Karenanya, kata Agustino, proses sterilisasi perlu dilakukan terhadap  kemasan kaleng ini dengan menggunakan pemanasan atau penyinaran UV.  “Proses ini dilakukan untuk mematikan bakteri  yang  bisa menyebabkan rusaknya makanan,” ucapnya. 

Sementara itu,  pakar teknologi pangan dari IPB, Aziz Boing Sitanggang, mengatakan BPA dalam kemasan kaleng dibutuhkan khususnya uresin epoksi untuk melaminasi kaleng guna menghindari korosi.  

Menurutnya, kecenderungan BPA bermigrasi  dari kalengnya ke bahan makanannya bisa berpotensi lebih besar dan bisa lebih kecil.  

"Tapi, seberapa besar pelepasan BPA-nya kita tidak tahu. Karena di Indonesia belum ada studi untuk meng-compare langsung dan itu perlu dikaji lagi lebih jauh,” tuturnya.  

Dia juga mengutarakan makanan kaleng itu disterilisasi komersil dengan suhu di atas 100 derajat Celcius dan dalam waktu lama atau bisa sampai satu jam.   

Disebutkan, proses migrasi BPA dari kemasan kaleng itu bisa disebabkan beberapa faktor di antaranya proses laminasi BPA-nya, PH atau tingkat keasaman produk dalam kemasan kaleng itu,  dan pindah  panas dari produk pangannya. 

 

Dia mencontohkan sarden, jamur, nenas yang dikalengkan itu beda-beda pindah panasnya saat disterilisasi, sehingga perlakuan kombinasi suhu dan waktu  pemanasannya juga berbeda-beda. 

"Ketika itu beda-beda, berarti  peluang migrasi BPA-nya juga berbeda-beda. Tapi, semakin asam bahan makanannya atau PH semakin rendah, kemungkinan besar bisa merusak laminasi epoksinya,” katanya. 

Penelitian kemasan kaleng di Universitas Stanford dan Johns Hopkins University yang dipublikasikan Environmental Research menunjukkan adanya paparan BPA ke dalam produk makanannya. 

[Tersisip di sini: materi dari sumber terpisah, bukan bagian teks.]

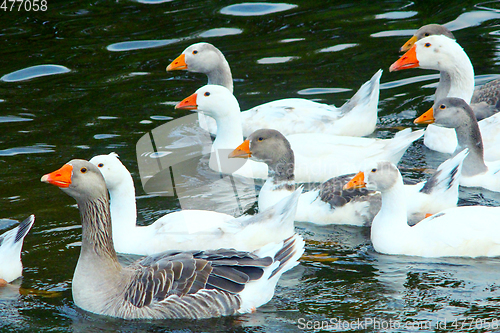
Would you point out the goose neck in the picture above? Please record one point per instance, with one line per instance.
(469, 136)
(221, 76)
(97, 241)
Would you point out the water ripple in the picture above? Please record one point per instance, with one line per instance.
(219, 32)
(275, 60)
(34, 71)
(337, 48)
(317, 91)
(396, 15)
(256, 8)
(139, 45)
(11, 119)
(36, 149)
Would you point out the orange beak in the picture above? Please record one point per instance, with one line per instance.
(188, 103)
(178, 63)
(60, 178)
(426, 118)
(242, 151)
(357, 181)
(408, 60)
(409, 43)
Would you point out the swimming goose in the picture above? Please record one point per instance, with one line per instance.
(166, 285)
(456, 114)
(486, 99)
(187, 229)
(426, 31)
(318, 157)
(11, 243)
(357, 117)
(471, 231)
(329, 203)
(457, 80)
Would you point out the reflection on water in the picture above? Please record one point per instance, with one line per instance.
(256, 8)
(118, 91)
(140, 44)
(33, 72)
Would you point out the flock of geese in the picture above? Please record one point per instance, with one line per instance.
(201, 264)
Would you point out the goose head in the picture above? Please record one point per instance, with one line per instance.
(450, 112)
(80, 179)
(379, 176)
(213, 100)
(426, 31)
(199, 58)
(434, 52)
(112, 169)
(265, 145)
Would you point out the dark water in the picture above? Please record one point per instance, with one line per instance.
(86, 78)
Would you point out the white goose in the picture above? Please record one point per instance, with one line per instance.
(318, 157)
(187, 229)
(329, 203)
(457, 80)
(11, 243)
(471, 231)
(486, 99)
(167, 285)
(456, 114)
(426, 31)
(357, 117)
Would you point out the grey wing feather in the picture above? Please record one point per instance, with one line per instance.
(332, 191)
(486, 100)
(157, 278)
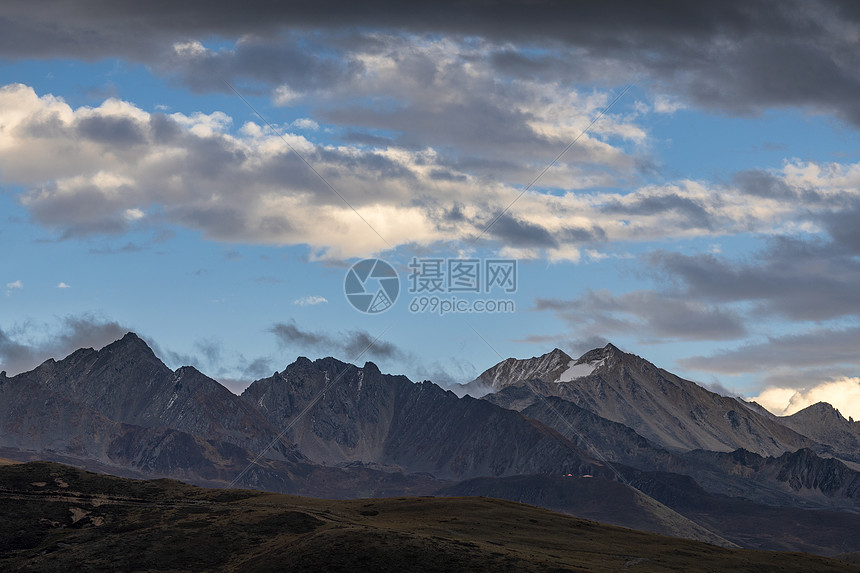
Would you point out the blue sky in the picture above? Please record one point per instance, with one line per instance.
(707, 220)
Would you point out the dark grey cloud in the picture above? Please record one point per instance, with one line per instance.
(693, 214)
(818, 348)
(74, 332)
(348, 344)
(810, 279)
(650, 315)
(114, 131)
(844, 226)
(739, 56)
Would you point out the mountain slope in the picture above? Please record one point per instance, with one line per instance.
(669, 411)
(56, 518)
(367, 416)
(125, 382)
(590, 498)
(801, 478)
(823, 423)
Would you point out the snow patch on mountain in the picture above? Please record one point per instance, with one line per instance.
(579, 369)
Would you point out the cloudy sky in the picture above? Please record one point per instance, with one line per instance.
(681, 181)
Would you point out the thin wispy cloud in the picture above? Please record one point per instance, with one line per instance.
(311, 300)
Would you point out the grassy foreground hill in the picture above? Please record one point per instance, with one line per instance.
(58, 518)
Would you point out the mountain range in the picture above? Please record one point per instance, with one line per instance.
(658, 452)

Disebutkan, semakin banyak mengonsumsi makanan kaleng maka akan semakin berpeluang untuk seseorang terkontamiasi BPA.  

“Saya dapat makan tiga kaleng peach, orang lain bisa makan satu kaleng sup krim jamur, dan saya memiliki paparan lebih besar terkena BPA," kata pemimpin penelitian, Jennifer Hartle dari Stanford Prevention Research Center, seperti dilansir Laboratory Equipment. 

BPA merupakan senyawa kimia yang diberikan sebagai pelapis dalam kaleng makanan. Adapun senyawa ini sempat menjadi senyawa andalan dalam pembuatan kemasan, namun sifat kimia yang mirip hormon membuat bahan ini dilarang pada beberapa produk seperti botol bayi. 

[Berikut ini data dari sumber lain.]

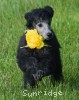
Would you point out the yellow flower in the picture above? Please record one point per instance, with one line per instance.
(34, 40)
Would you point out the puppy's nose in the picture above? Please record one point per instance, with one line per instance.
(49, 35)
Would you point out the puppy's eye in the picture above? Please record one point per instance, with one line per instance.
(40, 25)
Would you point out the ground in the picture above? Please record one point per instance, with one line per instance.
(66, 26)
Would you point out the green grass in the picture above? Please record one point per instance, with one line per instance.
(66, 26)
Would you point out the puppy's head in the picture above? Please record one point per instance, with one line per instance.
(41, 20)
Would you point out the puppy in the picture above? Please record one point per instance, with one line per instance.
(38, 63)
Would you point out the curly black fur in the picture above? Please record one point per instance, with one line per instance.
(38, 63)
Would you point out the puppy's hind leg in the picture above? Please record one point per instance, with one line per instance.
(29, 79)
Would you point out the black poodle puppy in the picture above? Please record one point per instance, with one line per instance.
(38, 63)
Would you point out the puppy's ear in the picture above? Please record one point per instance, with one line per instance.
(49, 10)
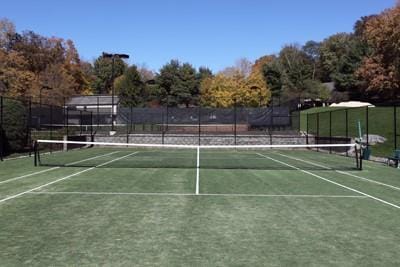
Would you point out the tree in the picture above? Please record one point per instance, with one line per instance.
(7, 31)
(131, 88)
(341, 56)
(312, 50)
(272, 73)
(178, 84)
(296, 69)
(380, 70)
(103, 72)
(226, 91)
(242, 67)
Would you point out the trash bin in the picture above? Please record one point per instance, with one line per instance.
(366, 153)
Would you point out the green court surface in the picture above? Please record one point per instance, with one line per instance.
(149, 207)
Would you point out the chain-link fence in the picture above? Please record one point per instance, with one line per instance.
(22, 121)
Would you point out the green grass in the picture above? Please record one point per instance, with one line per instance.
(381, 122)
(242, 217)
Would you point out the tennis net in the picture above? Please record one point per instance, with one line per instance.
(263, 157)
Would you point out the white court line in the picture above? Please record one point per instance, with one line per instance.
(341, 172)
(51, 169)
(198, 172)
(189, 194)
(332, 182)
(64, 178)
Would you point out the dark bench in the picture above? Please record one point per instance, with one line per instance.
(395, 158)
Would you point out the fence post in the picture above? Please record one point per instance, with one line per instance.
(1, 130)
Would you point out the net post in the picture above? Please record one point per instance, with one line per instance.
(347, 128)
(98, 113)
(163, 127)
(127, 132)
(395, 126)
(199, 118)
(235, 120)
(330, 131)
(307, 128)
(64, 104)
(91, 125)
(131, 118)
(2, 137)
(80, 122)
(198, 171)
(366, 123)
(360, 158)
(28, 126)
(36, 153)
(317, 139)
(51, 127)
(67, 122)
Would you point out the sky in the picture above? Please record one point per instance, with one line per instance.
(209, 33)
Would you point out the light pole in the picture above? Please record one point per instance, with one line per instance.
(113, 57)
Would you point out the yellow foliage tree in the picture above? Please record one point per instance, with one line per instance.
(223, 91)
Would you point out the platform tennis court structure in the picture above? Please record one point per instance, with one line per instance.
(192, 205)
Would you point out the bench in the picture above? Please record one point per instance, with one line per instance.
(395, 158)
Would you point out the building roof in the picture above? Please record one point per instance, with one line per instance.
(92, 100)
(330, 86)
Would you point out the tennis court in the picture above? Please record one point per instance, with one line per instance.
(188, 205)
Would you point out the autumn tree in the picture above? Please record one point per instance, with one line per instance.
(233, 88)
(131, 89)
(178, 84)
(380, 70)
(341, 56)
(102, 69)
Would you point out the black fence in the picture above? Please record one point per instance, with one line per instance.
(22, 121)
(378, 127)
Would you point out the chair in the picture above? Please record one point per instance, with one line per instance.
(395, 158)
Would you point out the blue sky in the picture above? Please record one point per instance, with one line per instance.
(212, 33)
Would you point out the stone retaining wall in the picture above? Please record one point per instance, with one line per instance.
(190, 139)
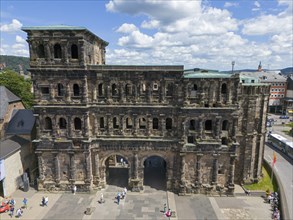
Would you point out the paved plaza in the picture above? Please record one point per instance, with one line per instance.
(144, 205)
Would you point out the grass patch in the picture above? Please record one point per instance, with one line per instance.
(264, 184)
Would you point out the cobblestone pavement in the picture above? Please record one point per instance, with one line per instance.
(144, 205)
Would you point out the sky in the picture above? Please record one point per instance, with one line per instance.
(207, 34)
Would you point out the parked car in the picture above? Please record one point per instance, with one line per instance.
(284, 117)
(5, 207)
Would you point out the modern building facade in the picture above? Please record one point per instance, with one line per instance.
(205, 130)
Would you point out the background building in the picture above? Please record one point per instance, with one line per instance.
(199, 130)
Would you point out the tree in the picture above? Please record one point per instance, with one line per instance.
(18, 85)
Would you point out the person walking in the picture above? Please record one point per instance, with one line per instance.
(24, 201)
(118, 198)
(11, 211)
(74, 189)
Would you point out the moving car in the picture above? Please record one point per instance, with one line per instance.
(5, 207)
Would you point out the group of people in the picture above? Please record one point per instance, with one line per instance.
(273, 199)
(121, 195)
(12, 204)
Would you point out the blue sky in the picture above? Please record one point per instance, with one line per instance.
(201, 33)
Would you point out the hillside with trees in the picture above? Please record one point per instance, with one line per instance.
(14, 63)
(18, 85)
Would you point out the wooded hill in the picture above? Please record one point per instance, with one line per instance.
(14, 63)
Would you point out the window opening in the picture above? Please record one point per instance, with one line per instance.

Penelitian berfokus pada analisis kadar BPA dalam produk makanan kaleng dan mengukur paparan senyawa itu pada sekelompok manusia. Hartle dan tim menemukan bahwa makanan kaleng dengan BPA tinggi berpengaruh pada kandungan senyawa tersebut dalam urin manusia. 

Kandungan BPA berbeda pada masing-masing jenis makanan. Namun beberapa jenis makanan kaleng rupanya memiliki implikasi besar pada kandungan BPA dalam urin, seperti jenis sup, pasta, sayuran, dan buah.

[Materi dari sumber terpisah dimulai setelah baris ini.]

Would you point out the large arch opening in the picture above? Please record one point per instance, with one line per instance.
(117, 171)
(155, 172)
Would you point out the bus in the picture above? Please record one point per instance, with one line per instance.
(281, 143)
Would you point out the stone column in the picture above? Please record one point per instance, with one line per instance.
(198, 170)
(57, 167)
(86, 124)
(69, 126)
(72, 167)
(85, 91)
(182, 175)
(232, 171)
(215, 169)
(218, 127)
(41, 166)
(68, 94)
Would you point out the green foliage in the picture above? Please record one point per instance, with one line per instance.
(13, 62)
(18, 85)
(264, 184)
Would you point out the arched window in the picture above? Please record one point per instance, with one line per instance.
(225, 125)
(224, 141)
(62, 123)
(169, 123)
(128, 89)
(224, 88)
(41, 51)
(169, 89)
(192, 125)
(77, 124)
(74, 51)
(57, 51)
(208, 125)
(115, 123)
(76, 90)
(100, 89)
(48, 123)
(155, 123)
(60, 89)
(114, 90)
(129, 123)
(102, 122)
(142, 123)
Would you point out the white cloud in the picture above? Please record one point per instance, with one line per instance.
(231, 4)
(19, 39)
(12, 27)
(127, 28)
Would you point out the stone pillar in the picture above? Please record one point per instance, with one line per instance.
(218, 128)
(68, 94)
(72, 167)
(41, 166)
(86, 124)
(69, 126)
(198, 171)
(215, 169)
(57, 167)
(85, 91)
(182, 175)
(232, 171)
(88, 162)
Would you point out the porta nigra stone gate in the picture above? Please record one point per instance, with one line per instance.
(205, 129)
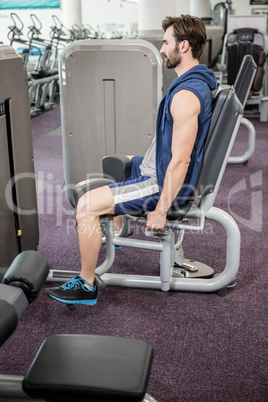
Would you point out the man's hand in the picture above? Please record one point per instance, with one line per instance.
(156, 221)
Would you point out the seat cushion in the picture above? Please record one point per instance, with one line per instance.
(90, 368)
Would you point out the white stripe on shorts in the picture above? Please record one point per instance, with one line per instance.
(131, 192)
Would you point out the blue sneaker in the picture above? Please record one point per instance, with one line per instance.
(74, 292)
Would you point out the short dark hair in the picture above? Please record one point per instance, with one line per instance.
(188, 28)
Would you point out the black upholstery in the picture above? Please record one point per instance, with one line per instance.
(241, 42)
(8, 321)
(90, 368)
(28, 271)
(245, 75)
(117, 168)
(226, 110)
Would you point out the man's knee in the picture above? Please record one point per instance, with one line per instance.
(83, 210)
(95, 203)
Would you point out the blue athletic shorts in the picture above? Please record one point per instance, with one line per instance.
(137, 193)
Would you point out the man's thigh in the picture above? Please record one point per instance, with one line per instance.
(139, 194)
(98, 202)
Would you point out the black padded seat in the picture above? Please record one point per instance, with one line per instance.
(8, 320)
(90, 368)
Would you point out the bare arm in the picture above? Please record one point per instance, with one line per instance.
(185, 109)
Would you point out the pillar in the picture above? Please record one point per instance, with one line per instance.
(151, 15)
(200, 8)
(71, 12)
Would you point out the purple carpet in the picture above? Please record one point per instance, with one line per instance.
(207, 348)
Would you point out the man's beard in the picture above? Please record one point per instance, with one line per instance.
(174, 59)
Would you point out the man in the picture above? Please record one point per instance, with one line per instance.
(170, 168)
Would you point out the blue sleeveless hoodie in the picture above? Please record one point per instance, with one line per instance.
(201, 81)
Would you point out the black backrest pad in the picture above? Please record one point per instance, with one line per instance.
(226, 110)
(244, 78)
(8, 321)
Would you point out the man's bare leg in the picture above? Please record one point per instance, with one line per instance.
(90, 207)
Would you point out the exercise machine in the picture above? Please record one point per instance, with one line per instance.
(242, 86)
(102, 83)
(18, 206)
(175, 272)
(69, 367)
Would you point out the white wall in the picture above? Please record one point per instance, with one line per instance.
(240, 7)
(102, 13)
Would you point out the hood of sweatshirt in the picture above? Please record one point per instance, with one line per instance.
(200, 72)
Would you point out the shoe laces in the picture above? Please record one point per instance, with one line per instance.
(75, 282)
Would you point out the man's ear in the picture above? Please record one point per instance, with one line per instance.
(185, 46)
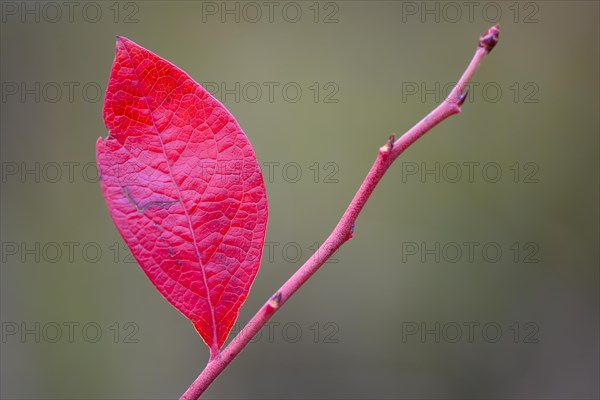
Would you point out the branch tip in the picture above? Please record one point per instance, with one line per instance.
(490, 38)
(463, 97)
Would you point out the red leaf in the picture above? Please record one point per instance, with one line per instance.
(183, 187)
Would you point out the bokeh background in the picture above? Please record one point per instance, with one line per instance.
(473, 272)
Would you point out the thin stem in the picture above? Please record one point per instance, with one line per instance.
(343, 231)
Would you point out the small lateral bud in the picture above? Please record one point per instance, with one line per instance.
(489, 39)
(275, 300)
(389, 145)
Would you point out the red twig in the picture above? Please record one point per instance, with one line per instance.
(343, 231)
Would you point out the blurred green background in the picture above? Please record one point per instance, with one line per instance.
(473, 272)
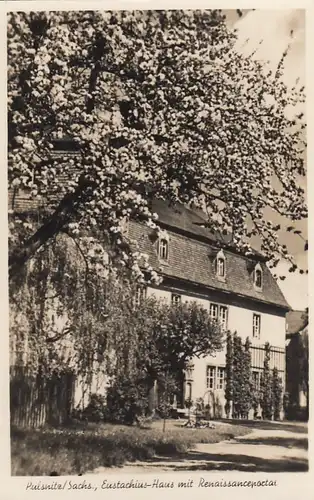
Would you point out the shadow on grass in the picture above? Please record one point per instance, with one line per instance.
(278, 441)
(229, 462)
(298, 427)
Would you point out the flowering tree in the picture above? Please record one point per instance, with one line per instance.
(151, 104)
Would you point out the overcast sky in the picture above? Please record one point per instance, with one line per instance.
(279, 29)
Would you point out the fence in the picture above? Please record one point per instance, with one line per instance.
(36, 400)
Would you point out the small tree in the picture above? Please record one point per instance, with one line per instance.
(276, 394)
(167, 387)
(266, 386)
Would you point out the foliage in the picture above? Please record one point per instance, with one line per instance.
(266, 386)
(95, 411)
(152, 104)
(229, 373)
(127, 400)
(39, 452)
(256, 399)
(241, 385)
(276, 394)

Studi yang dilakukan Hartle sebelumnya menemukan anak-anak menjadi pihak yang paling rentan terpapar BPA. Hal ini karena makanan kaleng banyak digunakan pada menu makan siang di sekolah dan aneka jajanan lainnya. 

Meski pihak BPOM Amerika Serikat (FDA) mengizinkan penggunaan BPA dalam kadar tertentu pada kemasan kaleng, namun negara bagian California telah menempatkan senyawa itu dalam racun reproduksi wanita.  

 

"FDA tidak lagi mengizinkan BPA digunakan dalam botol bayi dan lapisan kaleng susu formula, dan mulai banyak perusahaan yang tidak menggunakan BPA. Tapi kami juga belum tau apakah senyawa pengganti BPA cukup aman digunakan," kata Hartle.